Objective: This study aimed to investigate the role of galectin-3 (Gal-3; coded by LGALS3 gene), as a biomarker for MCI in T2DM patients and to develop and validate a predictive nomogram integrating galectin-3 with clinical risk factors for MCI prediction. Additionally, microRNA regulation of LGALS3 was explored.

Methods: The study employed a cross-sectional design. A total of 329 hospitalized T2DM patients were recruited and randomly allocated into a training cohort ( = 231) and a validation cohort ( = 98) using 7:3 ratio. Demographic data and neuropsychological assessments were recorded for all participants. Plasma levels of galectin-3 were measured using ELISA assay. We employed Spearman's correlation and multivariable linear regression to analyze the relationship between galectin-3 levels and cognitive performance. Furthermore, univariate and multivariate logistic regression analyses were conducted to identify independent risk factors for MCI in T2DM patients. Based on these analyses, a predictive nomogram incorporating galectin-3 and clinical predictors was developed. The model's performance was evaluated in terms of discrimination, calibration, and clinical utility. Regulatory miRNAs were identified using bioinformatics and their interactions with LGALS3 were confirmed through qRT-PCR and luciferase reporter assays.

Results: Galectin-3 was identified as an independent risk factor for MCI, with significant correlations to cognitive decline in T2DM patients. The developed nomogram, incorporating Gal-3, age, and education levels, demonstrated excellent predictive performance with an AUC of 0.813 in the training cohort and 0.775 in the validation cohort. The model outperformed the baseline galectin-3 model and showed a higher net benefit in clinical decision-making. Hsa-miR-128-3p was significantly downregulated in MCI patients, correlating with increased Gal-3 levels, while Luciferase assays confirmed miR-128-3p's specific binding and influence on LGALS3.

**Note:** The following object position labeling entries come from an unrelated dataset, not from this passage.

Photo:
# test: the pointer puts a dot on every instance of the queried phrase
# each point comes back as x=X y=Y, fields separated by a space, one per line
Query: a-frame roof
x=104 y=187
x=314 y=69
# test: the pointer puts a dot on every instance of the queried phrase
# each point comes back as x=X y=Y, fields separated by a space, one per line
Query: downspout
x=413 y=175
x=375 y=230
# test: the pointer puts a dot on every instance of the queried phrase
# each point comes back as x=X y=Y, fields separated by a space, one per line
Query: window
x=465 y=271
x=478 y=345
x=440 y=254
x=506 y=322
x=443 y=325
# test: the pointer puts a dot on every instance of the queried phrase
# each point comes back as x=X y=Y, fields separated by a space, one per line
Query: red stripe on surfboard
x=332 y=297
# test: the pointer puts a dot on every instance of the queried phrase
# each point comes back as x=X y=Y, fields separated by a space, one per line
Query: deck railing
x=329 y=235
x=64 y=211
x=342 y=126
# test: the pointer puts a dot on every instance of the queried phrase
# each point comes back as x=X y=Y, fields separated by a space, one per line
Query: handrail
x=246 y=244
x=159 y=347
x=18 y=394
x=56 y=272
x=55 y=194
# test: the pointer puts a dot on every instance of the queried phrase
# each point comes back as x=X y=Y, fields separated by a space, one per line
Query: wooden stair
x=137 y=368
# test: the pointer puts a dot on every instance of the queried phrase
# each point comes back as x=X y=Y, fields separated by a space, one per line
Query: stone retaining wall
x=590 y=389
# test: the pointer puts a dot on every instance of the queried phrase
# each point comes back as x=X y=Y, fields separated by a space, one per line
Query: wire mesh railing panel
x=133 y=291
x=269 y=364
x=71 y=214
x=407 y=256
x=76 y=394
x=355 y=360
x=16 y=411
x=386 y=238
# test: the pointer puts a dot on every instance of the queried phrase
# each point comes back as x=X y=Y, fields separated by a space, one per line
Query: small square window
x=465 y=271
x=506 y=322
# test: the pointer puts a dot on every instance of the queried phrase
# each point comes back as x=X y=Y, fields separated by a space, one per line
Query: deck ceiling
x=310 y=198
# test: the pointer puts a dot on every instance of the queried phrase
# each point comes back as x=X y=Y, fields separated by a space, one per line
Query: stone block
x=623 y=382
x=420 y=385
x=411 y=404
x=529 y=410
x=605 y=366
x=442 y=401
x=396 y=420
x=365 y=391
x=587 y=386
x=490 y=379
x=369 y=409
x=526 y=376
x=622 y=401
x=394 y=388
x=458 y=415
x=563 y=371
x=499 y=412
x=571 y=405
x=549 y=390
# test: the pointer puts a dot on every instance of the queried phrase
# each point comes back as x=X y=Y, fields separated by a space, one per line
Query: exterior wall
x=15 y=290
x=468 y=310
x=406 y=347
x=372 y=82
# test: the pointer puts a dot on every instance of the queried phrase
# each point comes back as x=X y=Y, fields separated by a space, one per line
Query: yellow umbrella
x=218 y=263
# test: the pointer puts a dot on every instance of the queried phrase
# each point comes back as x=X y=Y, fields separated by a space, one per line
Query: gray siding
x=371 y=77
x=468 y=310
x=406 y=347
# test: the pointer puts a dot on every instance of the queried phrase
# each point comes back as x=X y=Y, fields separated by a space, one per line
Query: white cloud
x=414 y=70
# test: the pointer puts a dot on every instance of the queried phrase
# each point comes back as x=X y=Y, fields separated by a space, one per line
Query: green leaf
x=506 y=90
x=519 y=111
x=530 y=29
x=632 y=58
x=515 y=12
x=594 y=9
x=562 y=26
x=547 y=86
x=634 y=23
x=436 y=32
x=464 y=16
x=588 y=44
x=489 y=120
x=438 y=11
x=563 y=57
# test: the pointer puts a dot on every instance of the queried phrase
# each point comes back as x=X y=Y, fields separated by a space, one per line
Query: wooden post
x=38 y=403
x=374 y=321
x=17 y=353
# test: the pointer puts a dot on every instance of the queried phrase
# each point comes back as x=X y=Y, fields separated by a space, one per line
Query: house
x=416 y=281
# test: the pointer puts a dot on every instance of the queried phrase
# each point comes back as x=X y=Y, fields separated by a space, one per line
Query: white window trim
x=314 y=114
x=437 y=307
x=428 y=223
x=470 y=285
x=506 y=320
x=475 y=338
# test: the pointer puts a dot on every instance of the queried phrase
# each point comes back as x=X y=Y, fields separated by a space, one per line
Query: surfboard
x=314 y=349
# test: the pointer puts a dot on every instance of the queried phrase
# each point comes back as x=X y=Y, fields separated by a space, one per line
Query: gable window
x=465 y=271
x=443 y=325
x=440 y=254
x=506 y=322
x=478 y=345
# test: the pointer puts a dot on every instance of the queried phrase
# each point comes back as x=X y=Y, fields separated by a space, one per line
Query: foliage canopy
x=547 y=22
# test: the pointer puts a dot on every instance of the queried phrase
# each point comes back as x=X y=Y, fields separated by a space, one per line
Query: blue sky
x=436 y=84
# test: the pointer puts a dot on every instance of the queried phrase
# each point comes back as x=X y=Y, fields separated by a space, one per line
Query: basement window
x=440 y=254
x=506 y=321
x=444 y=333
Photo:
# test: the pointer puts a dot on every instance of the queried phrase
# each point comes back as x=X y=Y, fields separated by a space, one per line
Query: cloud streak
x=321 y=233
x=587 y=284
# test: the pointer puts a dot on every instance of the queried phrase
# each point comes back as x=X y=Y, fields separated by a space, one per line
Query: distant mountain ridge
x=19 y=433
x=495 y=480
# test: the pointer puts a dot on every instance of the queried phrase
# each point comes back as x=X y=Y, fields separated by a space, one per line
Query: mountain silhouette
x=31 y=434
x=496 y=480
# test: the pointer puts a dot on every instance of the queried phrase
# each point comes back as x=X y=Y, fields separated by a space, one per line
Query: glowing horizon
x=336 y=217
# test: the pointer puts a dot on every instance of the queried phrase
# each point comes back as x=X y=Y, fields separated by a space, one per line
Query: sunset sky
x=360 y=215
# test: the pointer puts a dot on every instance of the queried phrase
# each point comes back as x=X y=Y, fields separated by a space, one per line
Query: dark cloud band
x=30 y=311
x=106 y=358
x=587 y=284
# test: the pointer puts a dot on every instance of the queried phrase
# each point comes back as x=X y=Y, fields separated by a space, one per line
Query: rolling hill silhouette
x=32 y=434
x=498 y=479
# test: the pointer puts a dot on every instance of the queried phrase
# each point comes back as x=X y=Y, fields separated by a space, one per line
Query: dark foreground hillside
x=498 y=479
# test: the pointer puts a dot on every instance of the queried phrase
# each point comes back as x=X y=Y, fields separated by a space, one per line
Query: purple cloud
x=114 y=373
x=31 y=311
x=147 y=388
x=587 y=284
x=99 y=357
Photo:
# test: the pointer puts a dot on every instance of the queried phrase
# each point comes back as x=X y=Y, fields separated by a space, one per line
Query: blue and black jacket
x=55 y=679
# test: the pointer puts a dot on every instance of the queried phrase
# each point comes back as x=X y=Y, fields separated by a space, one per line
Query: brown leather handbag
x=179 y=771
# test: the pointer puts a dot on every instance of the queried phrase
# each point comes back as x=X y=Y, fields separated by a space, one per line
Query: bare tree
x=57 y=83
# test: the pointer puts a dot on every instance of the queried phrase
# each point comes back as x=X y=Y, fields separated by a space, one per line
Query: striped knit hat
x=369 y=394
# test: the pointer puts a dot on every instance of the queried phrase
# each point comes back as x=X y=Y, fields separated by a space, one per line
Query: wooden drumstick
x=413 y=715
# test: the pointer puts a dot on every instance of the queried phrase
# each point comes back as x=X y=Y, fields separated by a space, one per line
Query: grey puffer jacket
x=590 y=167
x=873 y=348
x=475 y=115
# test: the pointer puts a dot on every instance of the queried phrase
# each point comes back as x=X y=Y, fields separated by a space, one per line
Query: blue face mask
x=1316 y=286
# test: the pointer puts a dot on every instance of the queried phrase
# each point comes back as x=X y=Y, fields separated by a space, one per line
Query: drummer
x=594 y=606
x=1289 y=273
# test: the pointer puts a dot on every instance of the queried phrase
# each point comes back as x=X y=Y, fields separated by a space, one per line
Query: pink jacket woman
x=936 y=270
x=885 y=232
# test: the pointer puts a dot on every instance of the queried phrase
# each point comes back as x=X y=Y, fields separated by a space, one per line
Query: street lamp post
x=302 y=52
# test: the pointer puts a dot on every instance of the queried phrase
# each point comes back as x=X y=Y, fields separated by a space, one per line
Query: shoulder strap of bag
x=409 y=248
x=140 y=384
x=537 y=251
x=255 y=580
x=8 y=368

Conclusion: Our findings emphasize the utility of Gal-3 as a viable biomarker for early detection of MCI in T2DM patients. The validated nomogram offers a practical tool for clinical decision-making, facilitating early interventions to potentially delay the progression of cognitive impairment. Additionally, further research on miRNA128's regulation of Gal-3 levels is essential to substantiate our results.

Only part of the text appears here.